Naomi thrives on a challenge - using creativity and problem-solving to work out how to sequence notoriously difficult genomes, such as those of protists. Euglena is one such organism, teeming with bacteria and other contaminants, isolating and collecting a clean DNA sample is hugely complex. This isn't just technically demanding; it also requires real ingenuity to keep the process as cost-effective as possible.

"Cost is always going to be a drawback. Human sequencing has money behind it, but for a lot of the organisms we work on, there's very little budget, and there isn't always an established way of doing things for that species. So, part of the job is creativity and problem-solving - finding solutions, thinking about improvements, fixing things as you go. It's weird, awkward, and wonderful all at once: trying to solve something that's never been done before," she adds.

Furthermore, Naomi’s expertise in long-read sequencing has been integral to unlocking previously undecoded parts of the human genome. Her technical skill set has enabled the discovery of thousands of previously unannotated transcripts with significant impact. Alternative splicing - a key driver of transcript diversity - can profoundly impact gene function, and its dysregulation is frequently linked to diseases such as cancer and neurological disorders. 
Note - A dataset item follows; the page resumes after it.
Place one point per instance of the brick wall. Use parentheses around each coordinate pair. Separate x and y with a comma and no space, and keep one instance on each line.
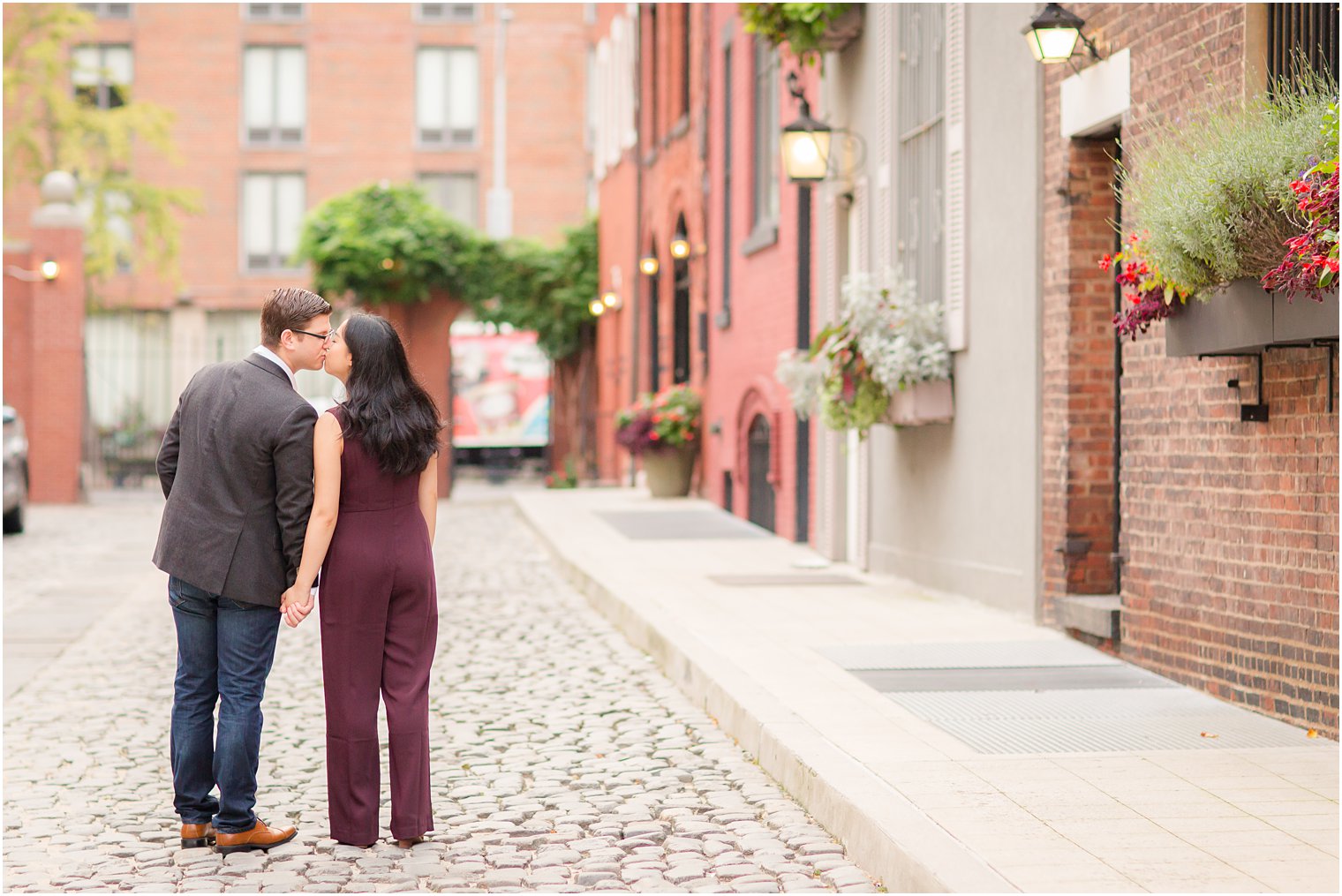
(360,124)
(1230,530)
(683,175)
If you're a curious person who likes to ask questions and figure things out, even if you're not academically minded, there are so many technical roles out there for you. It just takes wanting to know more and always wanting to be learning.

Resilience and curiosity; key traits for a technical specialist

Naomi is an expert in her field, with a skill set built over years of experience at the frontier of bioscience. Even so, she must advocate strongly for herself in the absence of a traditional academic career. 

One of the challenges of life as a research technical specialist is the absence of formal milestones: without the steady rhythm of publications, it becomes essential to be able to vouch for yourself and the value you bring to research.

"You have to be quite resilient - it fails many times before it works. We plan projects really carefully so we don't have to do it twice; often you can only do it once. Sometimes, we're talking tens of thousands of pounds, so failure isn't something you can afford to be casual about, and it takes a lot of mental focus to concentrate at that level for that long,” Naomi says.

“If you're a curious person who likes to ask questions and figure things out, even if you're not academically minded, there are so many technical roles out there for you. It just takes wanting to know more and always wanting to be learning."

If you visit the Earlham Institute, you might not find Naomi at her desk - but you'll know exactly where she is: in her happy place in the lab, untangling the sequencing challenges that underpin some of the most exciting discoveries in science.